Et on comprend rapidement, dans la grande tradition des récits horrifiques, que l'aspect fantastique et l'horreur sont là pour développer une thématique plus profonde, qui est ici le rapport à la famille. Il est compliqué de développer ce point sans trop en dire, sachez simplement que si l'histoire raconte la destruction d'un cocon familial pourtant douillet, ce n'est pas pour rien. Ainsi, Norio voit sa famille voler en éclats de la façon la plus dramatique qui soit, en même temps qu'il découvre l'esprit de
Sayuri, responsable de tous ses malheurs. Pourquoi la jeune fille fait-elle subir tous ces tourments à la famille ? On l'apprendra au fil du récit, ce qui viendra encore enrichir la portée symbolique et thématique de l'histoire.
Au-delà de l'intelligence dans l'écriture, le récit sait se faire angoissant, voire choquant par moments, sans que cela ne sombre dans la gratuité et la violence malsaine pour autant. On retrouve l'esthétique propre au mangaka, souvent qualifiée de « moche », qui pour ma part me parle beaucoup. Certes, son trait n'est pas le plus détaillé ni le plus complexe qui soit, mais Oshikiri a le mérite d'avoir un style immédiatement identifiable (au point où ses personnages se ressemblent parfois un peu trop cependant). Et surtout, son character design, avec ces personnages à la tête toute ronde et ultra expressive fait vraiment des merveilles autant dans un registre plus léger voire comique, que dans le domaine horrifique. C'est pour moi la marque d'un mangaka qui a pensé son style afin d'être en mesure de l'adapter en fonction des genres investis. Et ça fonctionne encore une fois parfaitement ici.

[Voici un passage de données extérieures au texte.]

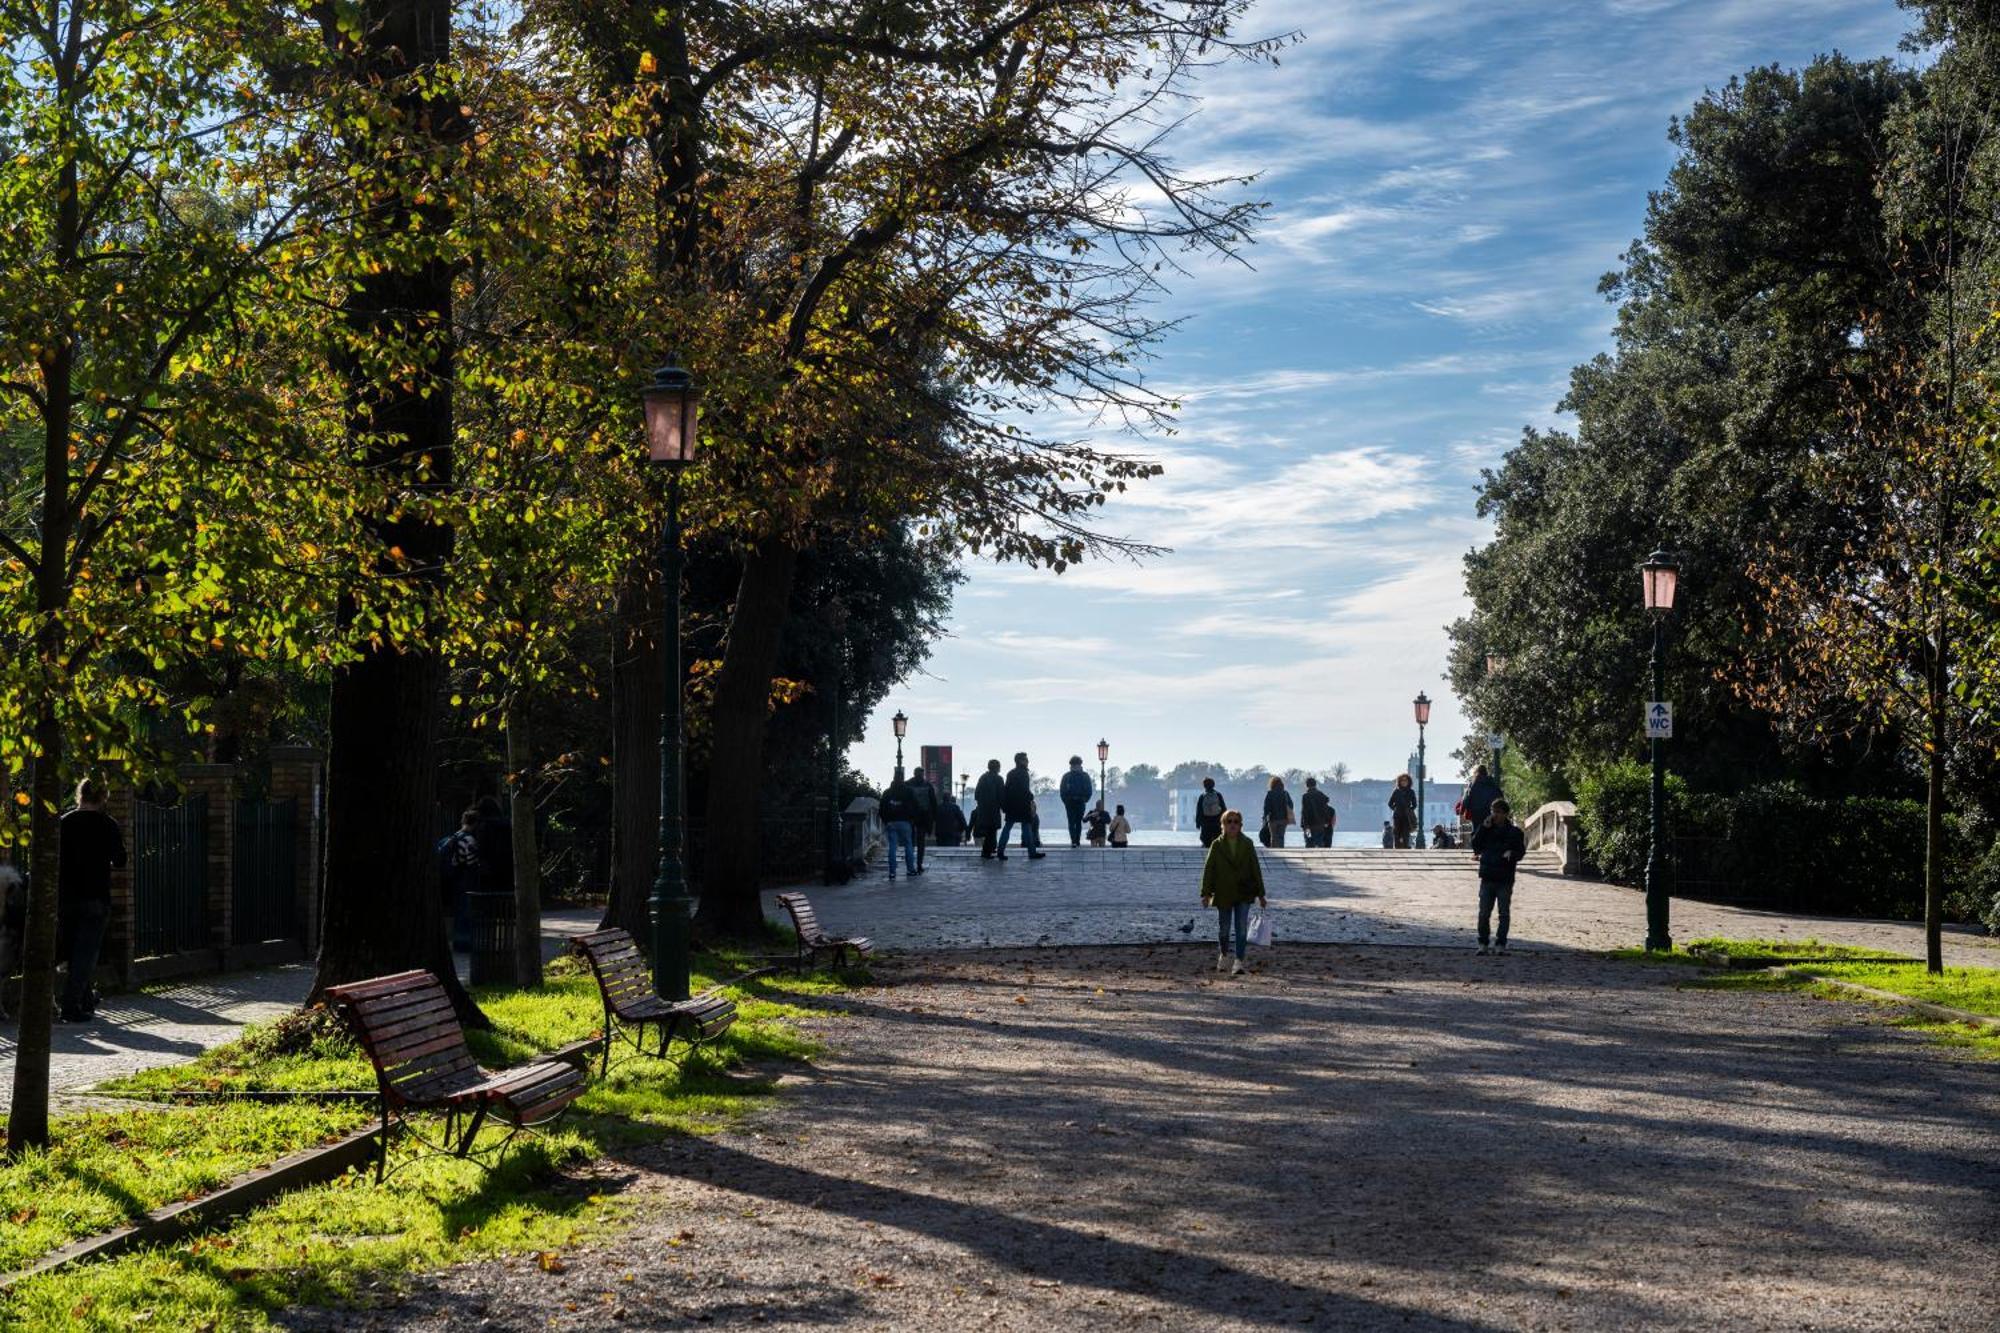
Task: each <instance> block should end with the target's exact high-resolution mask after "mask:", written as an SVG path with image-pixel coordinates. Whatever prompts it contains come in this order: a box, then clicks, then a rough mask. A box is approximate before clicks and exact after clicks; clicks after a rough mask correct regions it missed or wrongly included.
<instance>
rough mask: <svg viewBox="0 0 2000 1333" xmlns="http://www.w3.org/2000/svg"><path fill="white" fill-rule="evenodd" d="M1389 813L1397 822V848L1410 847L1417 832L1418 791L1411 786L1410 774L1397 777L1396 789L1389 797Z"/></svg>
mask: <svg viewBox="0 0 2000 1333" xmlns="http://www.w3.org/2000/svg"><path fill="white" fill-rule="evenodd" d="M1388 813H1390V819H1392V821H1396V847H1408V845H1410V835H1412V833H1414V831H1416V789H1414V787H1412V785H1410V775H1408V773H1398V775H1396V789H1394V791H1390V795H1388ZM1418 845H1422V843H1418Z"/></svg>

Vous l'aurez donc compris, j'ai vraiment été emballé par ce titre, et il m'en coûte de passer sous silence un certain nombre d'éléments pourtant passionnants du récit, mais il vaut mieux que vous les découvriez vous-mêmes. Que ce soit la grand-mère, surement le personnage qui m'a le plus marqué, où tout ce qui entoure
Sayuri, le titre, bien que court (et il se lit d'une traite d'ailleurs !) est vraiment riche et propose des développements de personnages et de thématiques on ne peut plus pertinents.
En résumé, cette nouvelle incursion dans l'oeuvre de
Rensuke Oshikiri m'a une fois de plus comblé.
Sayuri est encore un titre étonnant, très différent de ses autres mangas, mais tout aussi maîtrisé et marquant. Une fois la lecture achevée, je n'avais qu'une envie, lire un autre titre de l'auteur. Et ça, c'est selon moi le signe d'un grand talent ! On peut remercier une fois de plus Omake Manga pour nous avoir amené cet auteur en France.